Fußgänger und Radfahrer sollten gewarnt sein

Alle Jahre wieder machen Unfälle Schlagzeilen, bei denen nach rechts abbiegende Lastkraftwagen Fußgänger oder Radfahrer anfahren oder gar überrollen. Um diese Gefahren zu minimieren, hat die Bürgerstiftung Hemmingen das Verkehrssicherheits-Projekt „Toter Winkel“ initiiert. An einem Wintertag Ende Januar 2026 wurde rund 200 Schülerinnen und Schülern der Kooperativen Gesamtschule (KGS) Hemmingen auf dem Strandbad-Parkplatz an der Hohen Bünte demonstriert, welch eingeschränkte Sicht Lkw-Fahrer haben.
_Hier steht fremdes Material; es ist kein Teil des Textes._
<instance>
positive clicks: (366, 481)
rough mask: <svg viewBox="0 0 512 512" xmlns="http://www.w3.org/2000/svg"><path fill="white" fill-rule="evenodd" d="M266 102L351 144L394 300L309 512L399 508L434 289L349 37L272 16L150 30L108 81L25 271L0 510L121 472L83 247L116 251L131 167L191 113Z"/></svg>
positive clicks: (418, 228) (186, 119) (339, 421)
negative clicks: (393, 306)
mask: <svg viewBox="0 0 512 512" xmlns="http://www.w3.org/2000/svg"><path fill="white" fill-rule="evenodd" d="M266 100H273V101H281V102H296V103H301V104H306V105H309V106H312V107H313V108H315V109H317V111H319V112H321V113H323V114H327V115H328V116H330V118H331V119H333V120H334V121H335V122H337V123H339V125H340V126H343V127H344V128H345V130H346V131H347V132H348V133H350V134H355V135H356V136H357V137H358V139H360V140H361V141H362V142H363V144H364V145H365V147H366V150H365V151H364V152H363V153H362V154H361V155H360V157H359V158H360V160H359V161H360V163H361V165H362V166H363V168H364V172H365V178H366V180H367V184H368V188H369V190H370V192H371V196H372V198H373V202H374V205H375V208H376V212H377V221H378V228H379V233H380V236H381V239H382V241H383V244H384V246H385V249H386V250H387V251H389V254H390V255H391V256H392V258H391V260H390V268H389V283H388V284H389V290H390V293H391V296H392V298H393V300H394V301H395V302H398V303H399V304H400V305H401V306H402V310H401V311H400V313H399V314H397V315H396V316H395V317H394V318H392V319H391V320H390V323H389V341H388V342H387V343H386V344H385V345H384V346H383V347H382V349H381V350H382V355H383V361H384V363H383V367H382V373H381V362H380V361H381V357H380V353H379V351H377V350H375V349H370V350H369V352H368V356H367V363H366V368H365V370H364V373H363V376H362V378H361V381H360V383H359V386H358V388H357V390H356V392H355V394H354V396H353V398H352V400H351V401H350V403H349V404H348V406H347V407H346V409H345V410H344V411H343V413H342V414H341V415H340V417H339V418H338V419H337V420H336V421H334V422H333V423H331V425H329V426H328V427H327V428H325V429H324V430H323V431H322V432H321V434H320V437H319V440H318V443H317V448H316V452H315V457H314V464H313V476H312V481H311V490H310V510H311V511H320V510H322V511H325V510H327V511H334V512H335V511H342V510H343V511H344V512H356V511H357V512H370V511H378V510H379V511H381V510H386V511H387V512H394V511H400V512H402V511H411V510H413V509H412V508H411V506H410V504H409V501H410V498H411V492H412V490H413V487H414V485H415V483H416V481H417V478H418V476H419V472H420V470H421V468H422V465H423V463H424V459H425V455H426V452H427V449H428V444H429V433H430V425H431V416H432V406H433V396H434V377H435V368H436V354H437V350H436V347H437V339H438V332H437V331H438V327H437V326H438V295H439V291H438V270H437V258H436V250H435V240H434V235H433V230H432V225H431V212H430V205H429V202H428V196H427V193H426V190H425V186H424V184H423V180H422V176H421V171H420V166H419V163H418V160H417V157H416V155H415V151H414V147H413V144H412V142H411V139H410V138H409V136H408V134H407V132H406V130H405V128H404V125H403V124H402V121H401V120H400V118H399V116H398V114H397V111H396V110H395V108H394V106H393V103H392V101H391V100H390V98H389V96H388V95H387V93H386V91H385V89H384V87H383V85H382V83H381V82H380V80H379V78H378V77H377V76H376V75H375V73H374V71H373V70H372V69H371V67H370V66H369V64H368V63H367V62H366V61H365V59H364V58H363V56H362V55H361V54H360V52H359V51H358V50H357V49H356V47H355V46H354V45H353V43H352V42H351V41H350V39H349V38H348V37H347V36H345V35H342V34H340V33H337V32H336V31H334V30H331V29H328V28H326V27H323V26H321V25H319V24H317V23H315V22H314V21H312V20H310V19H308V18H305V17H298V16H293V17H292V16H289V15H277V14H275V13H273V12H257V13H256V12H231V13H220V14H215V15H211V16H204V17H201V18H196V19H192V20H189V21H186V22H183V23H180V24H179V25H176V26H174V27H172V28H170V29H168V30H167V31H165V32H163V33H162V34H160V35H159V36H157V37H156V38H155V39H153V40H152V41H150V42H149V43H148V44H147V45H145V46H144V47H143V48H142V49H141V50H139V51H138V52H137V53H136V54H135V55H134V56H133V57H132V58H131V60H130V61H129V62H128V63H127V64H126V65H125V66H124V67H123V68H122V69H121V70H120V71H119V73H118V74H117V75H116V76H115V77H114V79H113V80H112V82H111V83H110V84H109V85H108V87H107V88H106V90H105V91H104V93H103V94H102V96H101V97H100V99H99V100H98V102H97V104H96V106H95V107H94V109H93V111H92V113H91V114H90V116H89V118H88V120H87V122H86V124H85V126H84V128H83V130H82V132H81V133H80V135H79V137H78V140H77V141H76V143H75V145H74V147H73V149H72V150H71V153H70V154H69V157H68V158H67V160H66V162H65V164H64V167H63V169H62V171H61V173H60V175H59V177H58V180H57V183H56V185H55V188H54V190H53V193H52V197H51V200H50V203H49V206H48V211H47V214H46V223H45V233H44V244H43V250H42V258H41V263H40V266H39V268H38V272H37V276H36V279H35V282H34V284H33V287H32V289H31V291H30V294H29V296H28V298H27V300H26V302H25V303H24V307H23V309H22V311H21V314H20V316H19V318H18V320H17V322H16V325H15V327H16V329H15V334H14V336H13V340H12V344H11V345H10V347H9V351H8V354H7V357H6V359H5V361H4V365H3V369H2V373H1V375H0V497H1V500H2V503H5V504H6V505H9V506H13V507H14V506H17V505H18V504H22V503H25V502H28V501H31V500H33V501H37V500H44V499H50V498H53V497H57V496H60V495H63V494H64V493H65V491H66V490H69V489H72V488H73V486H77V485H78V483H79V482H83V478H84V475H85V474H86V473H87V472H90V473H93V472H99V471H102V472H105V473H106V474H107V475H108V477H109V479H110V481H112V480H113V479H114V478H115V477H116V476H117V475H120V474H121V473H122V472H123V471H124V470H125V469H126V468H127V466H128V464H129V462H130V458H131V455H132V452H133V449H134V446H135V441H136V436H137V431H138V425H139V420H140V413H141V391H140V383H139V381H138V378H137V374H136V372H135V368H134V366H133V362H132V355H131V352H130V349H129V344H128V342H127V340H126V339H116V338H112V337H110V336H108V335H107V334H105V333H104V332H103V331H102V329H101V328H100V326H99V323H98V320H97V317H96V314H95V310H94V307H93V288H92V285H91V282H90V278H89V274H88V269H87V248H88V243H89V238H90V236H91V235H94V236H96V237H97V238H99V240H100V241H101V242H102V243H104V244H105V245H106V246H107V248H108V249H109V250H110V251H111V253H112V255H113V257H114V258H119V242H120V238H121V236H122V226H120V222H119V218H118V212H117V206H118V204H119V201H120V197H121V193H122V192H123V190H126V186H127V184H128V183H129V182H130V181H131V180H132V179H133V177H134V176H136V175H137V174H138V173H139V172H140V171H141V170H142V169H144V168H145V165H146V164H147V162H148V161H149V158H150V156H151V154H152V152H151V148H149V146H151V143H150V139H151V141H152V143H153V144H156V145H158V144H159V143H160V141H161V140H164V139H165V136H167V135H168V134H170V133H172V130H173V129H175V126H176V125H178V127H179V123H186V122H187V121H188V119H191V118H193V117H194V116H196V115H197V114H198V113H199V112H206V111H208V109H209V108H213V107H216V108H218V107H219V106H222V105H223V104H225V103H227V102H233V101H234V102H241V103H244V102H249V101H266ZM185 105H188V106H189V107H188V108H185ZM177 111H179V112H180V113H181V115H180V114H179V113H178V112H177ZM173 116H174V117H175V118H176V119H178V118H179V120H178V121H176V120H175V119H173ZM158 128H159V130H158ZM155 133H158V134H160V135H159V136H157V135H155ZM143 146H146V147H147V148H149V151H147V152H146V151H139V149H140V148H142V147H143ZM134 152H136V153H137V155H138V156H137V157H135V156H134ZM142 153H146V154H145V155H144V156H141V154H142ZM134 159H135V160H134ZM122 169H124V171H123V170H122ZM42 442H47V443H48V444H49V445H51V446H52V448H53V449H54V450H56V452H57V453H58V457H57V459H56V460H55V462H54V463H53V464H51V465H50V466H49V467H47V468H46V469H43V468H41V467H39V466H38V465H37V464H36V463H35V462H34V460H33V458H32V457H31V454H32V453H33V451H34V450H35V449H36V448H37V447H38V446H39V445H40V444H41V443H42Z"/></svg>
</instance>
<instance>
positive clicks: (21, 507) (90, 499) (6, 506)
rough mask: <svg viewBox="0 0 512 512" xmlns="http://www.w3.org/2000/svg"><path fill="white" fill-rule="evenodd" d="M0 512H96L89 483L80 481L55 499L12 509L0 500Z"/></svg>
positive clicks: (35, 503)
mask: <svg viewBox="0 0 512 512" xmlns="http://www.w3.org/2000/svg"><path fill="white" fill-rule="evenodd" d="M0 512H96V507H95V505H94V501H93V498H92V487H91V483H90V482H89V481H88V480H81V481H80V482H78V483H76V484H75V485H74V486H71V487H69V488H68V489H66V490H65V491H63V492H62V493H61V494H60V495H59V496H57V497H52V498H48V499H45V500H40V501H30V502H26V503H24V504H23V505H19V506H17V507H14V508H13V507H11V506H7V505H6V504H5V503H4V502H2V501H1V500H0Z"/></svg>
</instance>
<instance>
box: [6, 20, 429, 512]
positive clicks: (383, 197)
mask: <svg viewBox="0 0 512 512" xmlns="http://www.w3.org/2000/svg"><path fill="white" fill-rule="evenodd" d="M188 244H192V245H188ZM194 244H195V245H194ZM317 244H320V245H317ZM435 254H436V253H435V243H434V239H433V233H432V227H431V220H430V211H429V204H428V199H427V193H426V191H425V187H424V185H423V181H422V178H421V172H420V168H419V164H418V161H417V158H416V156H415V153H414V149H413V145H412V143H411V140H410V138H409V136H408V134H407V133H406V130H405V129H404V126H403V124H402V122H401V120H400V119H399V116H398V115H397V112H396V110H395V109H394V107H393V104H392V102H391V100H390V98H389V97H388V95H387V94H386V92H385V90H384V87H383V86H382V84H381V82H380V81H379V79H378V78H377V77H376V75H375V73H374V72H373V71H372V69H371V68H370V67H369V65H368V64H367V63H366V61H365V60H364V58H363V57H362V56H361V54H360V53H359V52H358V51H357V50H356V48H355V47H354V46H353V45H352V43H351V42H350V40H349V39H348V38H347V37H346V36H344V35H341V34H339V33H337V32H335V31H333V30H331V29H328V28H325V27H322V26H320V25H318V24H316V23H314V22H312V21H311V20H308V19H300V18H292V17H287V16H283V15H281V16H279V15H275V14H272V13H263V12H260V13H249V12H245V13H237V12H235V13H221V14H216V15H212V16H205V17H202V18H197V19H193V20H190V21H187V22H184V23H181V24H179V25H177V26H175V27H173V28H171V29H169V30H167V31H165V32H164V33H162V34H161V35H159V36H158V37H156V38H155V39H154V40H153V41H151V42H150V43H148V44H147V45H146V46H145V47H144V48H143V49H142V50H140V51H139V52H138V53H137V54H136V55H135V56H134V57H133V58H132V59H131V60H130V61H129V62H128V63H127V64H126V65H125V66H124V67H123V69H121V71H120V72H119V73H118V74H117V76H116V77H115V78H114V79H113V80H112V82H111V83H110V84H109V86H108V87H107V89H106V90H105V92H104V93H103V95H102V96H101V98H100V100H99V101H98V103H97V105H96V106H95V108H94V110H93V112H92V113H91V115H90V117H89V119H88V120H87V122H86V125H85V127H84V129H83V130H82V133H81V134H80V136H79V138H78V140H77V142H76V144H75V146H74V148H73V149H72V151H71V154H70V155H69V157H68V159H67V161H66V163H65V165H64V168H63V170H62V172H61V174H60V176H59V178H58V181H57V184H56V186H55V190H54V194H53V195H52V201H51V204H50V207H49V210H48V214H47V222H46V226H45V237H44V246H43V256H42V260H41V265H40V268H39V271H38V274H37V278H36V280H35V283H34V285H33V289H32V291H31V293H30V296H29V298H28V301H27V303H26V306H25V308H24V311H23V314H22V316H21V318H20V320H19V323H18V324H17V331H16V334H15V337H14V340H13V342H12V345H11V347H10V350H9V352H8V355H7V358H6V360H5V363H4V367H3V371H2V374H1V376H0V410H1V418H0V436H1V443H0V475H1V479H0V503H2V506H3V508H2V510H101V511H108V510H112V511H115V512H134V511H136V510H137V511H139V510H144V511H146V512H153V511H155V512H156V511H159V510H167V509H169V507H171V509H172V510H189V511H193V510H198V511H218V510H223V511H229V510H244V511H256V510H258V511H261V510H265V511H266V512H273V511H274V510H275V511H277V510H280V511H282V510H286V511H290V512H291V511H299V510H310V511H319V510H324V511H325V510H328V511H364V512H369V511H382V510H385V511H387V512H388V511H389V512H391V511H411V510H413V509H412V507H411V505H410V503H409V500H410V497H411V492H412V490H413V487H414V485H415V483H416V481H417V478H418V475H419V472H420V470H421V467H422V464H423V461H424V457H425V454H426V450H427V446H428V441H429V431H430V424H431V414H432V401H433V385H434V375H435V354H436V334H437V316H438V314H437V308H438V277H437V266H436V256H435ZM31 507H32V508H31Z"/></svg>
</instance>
Schubweise wurden die Schüler aus neun Klassen des 5. Jahrgangs auf den Parkplatz geführt, wo drei schwere Lastwagen der hannoverschen Fahrschule Steckelberg – die eine Zweigstelle in Hemmingen hat – einen Vormittag lang auf sie warteten. Fünf Fahrlehrer und sieben Fahrschüler ließen die Fünftklässler den Sitzplatz hinter dem Steuer eines 18- oder 26-Tonners erklimmen und zeigten jedem einzelnen Kind, dass es sowohl unmittelbar vor dem Führerhaus eines Lkw wie rechts davon große Bereiche gibt, die ein Fahrer schlecht oder gar nicht einsehen kann. Auf dem schneebedeckten Boden ausgelegte dreieckige Planen kennzeichneten den sogenannten toten Winkel, der am äußeren Rand bis zu sechs Meter von der rechten Beifahrertür entfernt sein kann.
Die „normalen“ Außenspiegel sowie Front- und Bordsteinkantenspiegel decken viele Rundum-Sektoren ab – aber eben nicht alle. Hochmoderne Kamera-Monitor-Systeme sollen Lkw-Fahrern künftig helfen, auch diese kritischen Bereiche einsehen zu können. „Doch selbst mit digitalen Spiegeln kann es immer noch Situationen geben, wo ein Fahrer nicht jede Ecke im Blick hat“, warnt Fahrschul-Inhaber Jörg Steckelberg. Seinen Worten nach hat er mit seinen Mitarbeitern bereits 20 ähnlicher Verkehrssicherheitsprojekte wie in Hemmingen durchgeführt, unter anderem in Laatzen, Gehrden und Groß-Munzel.

Michael Akmann, Vorsitzender der Bürgerstiftung, verbindet mit der Aktion ein klares Ziel: „Die Schülerinnen und Schüler sollen mithilfe dieses Verkehrssicherheits-Projekts dafür sensibilisiert werden, sich im Zweifelsfall äußerst defensiv zu verhalten und bei einer Annäherung an einen Lkw lieber stehen zu bleiben, um ihr Leben nicht zu gefährden, egal ob sie zu Fuß oder per Rad unterwegs sind.“ Jörg Steckelberg wies darauf hin, dass auch die angehenden Lkw-Fahrer auf Grundlage des Kontakts mit den Kindern nachhaltige Eindrücke bezüglich eines verantwortungsvollen Umgangs mit großen Trucks sammeln können; so profitiert die Firma ebenso von der kostenlos angebotenen Aktion. Und KGS-Schulleiter Gregor Ceylan kündigte an, dass das Projekt „Toter Winkel“ künftig alljährlich für alle Fünftklässler der Gesamtschule angeboten werden soll.